Modeled on re-com.config/version so version-probe code can read both libraries with the same global-path lookup (goog.global.<lib>.config.version).

Changed

  • re-frame.registrar/register-handler now logs a console warning on duplicate handler registrations in production builds (goog.DEBUG=false) or before re-frame's hot-reload loaded? gate is set. Hot-reload from figwheel / shadow-cljs after page load remains silent (the same gate already used elsewhere). In production a duplicate reg-event-db / reg-sub / reg-fx for the same id almost always indicates a bug — typo, copy-paste, ns load order — so the warning surfaces it loudly. Apps relying on silent overwrite (rare, almost certainly bug-shaped) should investigate.

1.4.5 (2026-04-12)

Fixed

  • Unreachable code warning during advanced compilation in validate-inputs (#827)
  • Broken documentation link in cofx-as-fx warning message (#834)

Changed

  • Upgraded shadow-cljs in examples to 3.2.0 for ClojureScript 1.12.42 compatibility (#833)
  • Removed alpha toggle demo from todomvc example
  • Pinned GitHub Actions to commit SHAs for supply chain security
  • Migrated docs deployment to Pages artifact

1.4.4 (2026-01-03)

Added

  • :forever and :no-cache Subscription (alpha) lifecycles. See: https://day8.github.io/re-frame/FAQs/alpha/#benefit-more-lifecycles
  • Flows (alpha): added tracing. See day8/re-frame-10x v1.11.0 for an implementation of tracing in the "flows" tab.

Fixed

  • Flows (alpha) now run in response to (non-alpha) re-frame.core events

  • Subscription (alpha) signal & calculation functions always receive a map as the query, even when invoked with a vector query, or invoked with re-frame.core/subscribe. This is meant to provide stability, so users can write reg :sub handlers wtihout needing to think about whether the callsite is alpha, legacy, map or vector.

Changed

  • Subscriptions (alpha) are more careful to ensure the memory-safety of their input signals. See: https://day8.github.io/re-frame/FAQs/alpha/#benefit-safe-subscriptions

  • Changed flows to calculate the new app-db earlier in the chain.

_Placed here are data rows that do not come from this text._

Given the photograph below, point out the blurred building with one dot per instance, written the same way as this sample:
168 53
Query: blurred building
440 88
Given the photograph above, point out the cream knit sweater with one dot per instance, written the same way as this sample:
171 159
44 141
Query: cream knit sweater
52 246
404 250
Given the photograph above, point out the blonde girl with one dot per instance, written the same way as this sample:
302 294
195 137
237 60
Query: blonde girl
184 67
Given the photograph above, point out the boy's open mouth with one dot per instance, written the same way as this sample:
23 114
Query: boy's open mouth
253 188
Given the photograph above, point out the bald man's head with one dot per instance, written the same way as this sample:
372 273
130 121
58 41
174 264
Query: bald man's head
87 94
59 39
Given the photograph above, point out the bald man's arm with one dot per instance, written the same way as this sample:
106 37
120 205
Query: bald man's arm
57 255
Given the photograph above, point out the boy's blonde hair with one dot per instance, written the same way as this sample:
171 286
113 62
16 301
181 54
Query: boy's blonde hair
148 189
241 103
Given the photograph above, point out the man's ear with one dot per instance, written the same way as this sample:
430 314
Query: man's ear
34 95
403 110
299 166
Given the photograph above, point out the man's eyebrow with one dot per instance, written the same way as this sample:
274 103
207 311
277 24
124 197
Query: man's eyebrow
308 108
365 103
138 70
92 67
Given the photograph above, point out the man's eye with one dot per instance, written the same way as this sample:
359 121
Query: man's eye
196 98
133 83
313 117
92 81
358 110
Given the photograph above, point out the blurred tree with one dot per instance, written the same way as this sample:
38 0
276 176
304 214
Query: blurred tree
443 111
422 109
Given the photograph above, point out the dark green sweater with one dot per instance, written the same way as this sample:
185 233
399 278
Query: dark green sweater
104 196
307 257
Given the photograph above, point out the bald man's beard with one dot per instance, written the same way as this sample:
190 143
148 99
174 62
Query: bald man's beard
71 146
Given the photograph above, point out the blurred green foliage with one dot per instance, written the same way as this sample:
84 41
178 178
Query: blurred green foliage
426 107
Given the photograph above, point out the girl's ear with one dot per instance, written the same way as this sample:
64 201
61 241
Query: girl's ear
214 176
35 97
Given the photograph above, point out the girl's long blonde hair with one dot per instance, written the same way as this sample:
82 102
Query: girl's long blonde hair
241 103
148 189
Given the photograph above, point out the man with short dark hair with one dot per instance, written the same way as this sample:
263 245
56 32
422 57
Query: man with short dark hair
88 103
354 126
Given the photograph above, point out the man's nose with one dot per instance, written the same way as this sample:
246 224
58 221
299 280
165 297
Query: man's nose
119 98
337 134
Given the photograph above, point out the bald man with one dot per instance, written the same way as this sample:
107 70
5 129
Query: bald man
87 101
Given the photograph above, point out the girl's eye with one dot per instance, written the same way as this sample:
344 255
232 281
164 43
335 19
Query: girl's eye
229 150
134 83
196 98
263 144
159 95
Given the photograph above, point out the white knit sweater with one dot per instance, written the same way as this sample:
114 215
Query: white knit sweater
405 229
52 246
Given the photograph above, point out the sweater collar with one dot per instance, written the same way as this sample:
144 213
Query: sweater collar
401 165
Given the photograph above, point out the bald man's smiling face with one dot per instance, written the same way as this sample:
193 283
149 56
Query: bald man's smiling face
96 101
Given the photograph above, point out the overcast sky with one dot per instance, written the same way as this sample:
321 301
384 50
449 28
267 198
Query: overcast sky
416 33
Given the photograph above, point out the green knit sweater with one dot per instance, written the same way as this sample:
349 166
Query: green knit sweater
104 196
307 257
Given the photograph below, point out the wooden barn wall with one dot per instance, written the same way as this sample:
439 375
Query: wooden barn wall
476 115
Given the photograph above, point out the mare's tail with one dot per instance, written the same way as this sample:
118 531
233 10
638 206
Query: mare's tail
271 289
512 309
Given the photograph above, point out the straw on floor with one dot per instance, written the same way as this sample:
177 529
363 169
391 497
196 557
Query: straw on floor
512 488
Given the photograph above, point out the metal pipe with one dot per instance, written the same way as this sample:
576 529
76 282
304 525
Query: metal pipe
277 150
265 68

  • Benefit: user-defined interceptors can access post-flow app-db value.
  • Drawback: they can't access the value of app-db directly resulting from the event handler.
  • Drawback: they can't access flow-related effects like :reg-flow.

  • Added a :re-frame/pre-flow-db key to the context

  • This way, user-defined interceptors can still access the app-db value resulting directly from the event handler.